• How to Talk to Women: 7 Practical Tips Posted by Admin

    Communication is a very powerful tool in determining the direction careers and interpersonal relationships take. It might be the most crucial skill one will ever learn.

    Being born without the gift of communicating easily with others shouldn’t limit you from approaching anyone with confidence. It is a skill that you can learn and practice, and within no time, you will surely be approaching even beautiful women around you!

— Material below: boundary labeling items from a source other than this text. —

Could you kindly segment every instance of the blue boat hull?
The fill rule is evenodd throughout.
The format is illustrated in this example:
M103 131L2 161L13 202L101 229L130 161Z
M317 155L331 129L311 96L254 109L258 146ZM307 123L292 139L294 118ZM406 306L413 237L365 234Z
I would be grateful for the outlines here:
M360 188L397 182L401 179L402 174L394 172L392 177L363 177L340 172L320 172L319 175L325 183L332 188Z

    Certainly, starting a conversation with a really attractive woman is likely to intimidate most people. Nevertheless, letting an awesome opportunity of meeting a new person go because of being too shy and intimidated to approach them is just not good at all. If you get nervous whenever you try to reach out, here are 7 practical tips to help you start navigating that first conversation like a pro.

    Shift focus to her

    Don’t be anxious about getting shot down by a woman. If this happens, you aren’t the problem. She could be having insecurities or isn’t interested in having a conversation with you. If you stay focused on your next statement or your thoughts, she will notice that your attention isn’t solely on her. If something distracts you while you are paying attention to your thoughts, then you really aren’t having a conversation with the lady at all. If you are an introvert, the thought of initiating conversations with others will likely be daunting and draining for you. There’s hope though. Introverts make up almost half of the population. This might make it difficult for a number of women to respond to you. Nonetheless, it gets easy when you do what you revel in.

    Compliment them

    Starting with a compliment is one of the most efficient ways of striking up a chat with an attractive woman. Compliments are great because they show that you are attentive, kind, considerate and a good conversation partner.

    Don’t be tempted to open up by complimenting the woman about their physical appearance. A statement such as “Your eyes are beautiful”, isn’t bad, but is not encouraged. An effective complement is one that pays attention to her personality.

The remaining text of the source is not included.